The code normally works, but today I found that the retrieval of access token silently was throwing error on my side even though my user on the device is registered to the right tenant. After debugging with the Microsoft team, we found out that the log says it attempts to connect to a different tenant id when trying to get the token, instead of the tenant id that was passed to the PCABuilder.
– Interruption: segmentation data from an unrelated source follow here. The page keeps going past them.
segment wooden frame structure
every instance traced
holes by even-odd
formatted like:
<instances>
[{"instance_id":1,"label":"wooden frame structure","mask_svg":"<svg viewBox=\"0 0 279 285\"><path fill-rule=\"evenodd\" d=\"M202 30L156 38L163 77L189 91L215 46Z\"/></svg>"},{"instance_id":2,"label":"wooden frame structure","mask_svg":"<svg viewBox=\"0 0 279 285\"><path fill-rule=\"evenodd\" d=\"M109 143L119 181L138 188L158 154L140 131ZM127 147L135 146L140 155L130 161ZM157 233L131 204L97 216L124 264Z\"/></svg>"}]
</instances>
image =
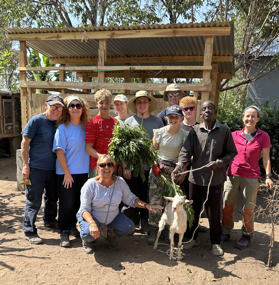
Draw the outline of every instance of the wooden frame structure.
<instances>
[{"instance_id":1,"label":"wooden frame structure","mask_svg":"<svg viewBox=\"0 0 279 285\"><path fill-rule=\"evenodd\" d=\"M217 25L218 23L215 23L214 25L216 26L213 27L200 27L198 26L195 27L189 27L187 26L187 27L181 28L179 27L180 26L178 26L173 28L172 27L172 25L169 25L168 27L157 28L154 28L153 27L155 26L150 26L149 27L150 28L145 29L139 28L139 26L130 26L126 27L128 28L124 27L125 28L122 29L122 30L120 29L120 27L113 27L114 28L111 30L100 30L97 28L98 28L100 30L100 28L104 28L105 27L100 27L100 28L99 27L92 27L94 31L86 31L86 35L90 40L98 40L98 57L89 58L50 58L50 63L60 65L59 66L54 67L27 67L28 63L27 41L28 43L47 41L48 42L51 42L52 44L55 44L55 42L53 41L58 41L58 43L68 43L68 45L70 45L71 43L73 42L73 40L78 40L80 42L82 38L83 33L79 30L78 31L71 32L56 32L50 30L49 32L45 31L39 32L35 31L31 33L29 32L29 30L32 29L28 29L29 30L26 32L22 33L21 31L19 31L17 29L14 29L14 30L12 31L12 32L10 29L4 29L7 33L8 40L18 40L20 43L20 50L19 53L19 67L18 70L20 75L19 87L21 93L23 128L33 112L31 111L32 107L30 107L29 101L33 94L35 95L34 93L35 89L55 91L60 92L62 95L67 93L78 93L87 94L88 96L90 93L87 92L88 89L100 89L103 88L109 89L123 90L127 96L130 95L129 90L145 90L150 95L152 95L155 91L165 90L168 84L150 82L147 83L147 78L202 78L202 83L180 84L180 87L185 91L194 91L194 96L197 99L199 91L201 91L201 103L209 100L215 102L217 106L221 81L223 78L232 78L233 72L233 71L229 73L219 72L219 62L228 63L231 65L233 61L234 52L233 50L232 52L231 50L230 55L227 54L222 56L213 55L213 44L216 37L220 40L220 38L223 36L231 37L233 34L233 22L232 28L231 23L225 22L225 25L224 23L220 25ZM110 27L106 27L110 28ZM78 28L76 28L76 29ZM85 28L82 28L84 29L84 31L86 30ZM38 29L36 29L36 30ZM108 40L118 40L119 39L139 39L138 40L140 40L141 39L141 40L145 40L145 39L155 38L167 39L191 37L187 40L191 40L197 37L205 38L204 54L202 55L130 57L108 57L107 56L108 51L111 50L111 48L110 50L108 49ZM233 44L233 43L232 44ZM132 48L131 48L132 49ZM41 52L43 53L42 52ZM199 65L199 62L203 62L203 64ZM179 64L179 62L185 63L187 62L191 63L191 64ZM179 64L153 65L153 64L157 63L161 64L168 62L178 63ZM142 66L140 64L149 65ZM97 65L93 65L96 64ZM84 64L87 65L85 66L81 65ZM71 66L71 65L72 66ZM73 65L74 66L72 66ZM27 72L32 70L58 70L59 73L59 81L27 80ZM69 70L75 72L77 77L82 78L82 82L64 81L66 72ZM90 77L97 78L98 82L88 82L88 78ZM124 78L125 83L106 82L105 78L107 77ZM131 78L141 78L141 83L130 83ZM83 91L77 92L73 90L74 89L81 89ZM162 96L161 97L162 98ZM164 102L162 101L161 103L158 108L163 109L166 106L165 106ZM197 114L197 115L198 115L198 114ZM197 115L197 119L198 117L198 115Z\"/></svg>"}]
</instances>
Log provided to the Microsoft team via OneDrive.

Relevant code snippets

PublicClientApplicationBuilder pcaBuilder = pcaTester.CreatePcaBuilder(tenantId);

                    var pca = pcaBuilder.Build();
                    AcquireTokenSilentParameterBuilder atsBuilder = pca.AcquireTokenSilent(PCATester.Scopes, PublicClientApplication.OperatingSystemAccount);
                    AuthenticationResult result = await atsBuilder.ExecuteAsync().ConfigureAwait(false);
                    if (result.AccessToken != null)
                    {
                        Console.WriteLine(result.AccessToken);
                    }

// The error was on the ExecuteAsync part

internal PublicClientApplicationBuilder CreatePcaBuilder(string tenantId)
        {
            var pcaBuilder = CreatePcaBuilderNoBroker(tenantId);

            BrokerOptions options = new BrokerOptions(BrokerOptions.OperatingSystems.Windows);
            options.Title = "new Runtime broker";
            options.ListOperatingSystemAccounts = ListOSAccounts;
            options.MsaPassthrough = HasMsaPasThrough;

            pcaBuilder.WithBroker(options);

            return pcaBuilder;
        }

        internal PublicClientApplicationBuilder CreatePcaBuilderNoBroker(string tenantId)
        {

            IntPtr consoleWindowHandle = GetConsoleWindow();
            Func<IntPtr> consoleWindowHandleProvider = () => consoleWindowHandle;

            string clientId = getClientIdFromTenantId(tenantId);
            MyIdentityLogger myLogger = new MyIdentityLogger();
            var pcaBuilder = PublicClientApplicationBuilder
                            .Create(clientId)
                            .WithAuthority(Authority)
                            .WithRedirectUri("http://localhost") // required for DefaultOsBrowser
                            .WithParentActivityOrWindow(consoleWindowHandleProvider)
                            .WithLogging(myLogger, true);

            return pcaBuilder;
        }

Expected behavior

Access token should be retrieved, and no error like this should be thrown:

Unhandled exception: MSAL.NetCore.4.56.0.0.MsalUiRequiredException: ErrorCode: failed_to_acquire_token_silently_from_broker Microsoft.Identity.Client.MsalUiRequiredException: WAM Er ror Error Code: 3400073242 Error Message: No endpoint information in discovery response. Internal Error Code: 527291998

at Microsoft.Identity.Client.Internal.Requests.Silent.SilentRequest.ExecuteAsync(CancellationToken cancellationToken) at Microsoft.Identity.Client.Internal.Requests.RequestBase.RunAsync(CancellationToken cancellationToken) at Microsoft.Identity.Client.ApiConfig.Executors.ClientApplicationBaseExecutor.ExecuteAsync(AcquireTokenCommonParameters commonParameters, AcquireTokenSilentParameters silentParamet ers, CancellationToken cancellationToken)

Identity provider

Microsoft Entra ID (Work and School accounts and Personal Microsoft accounts)

Regression

4.56.0.0

Solution and workarounds

No workaround found at the moment.

[gladjohn]

@ashok672 has been investigating this

[bgavrilMS]

You should not use MsaPassthrough option, it's a legacy config available only to some internal apps.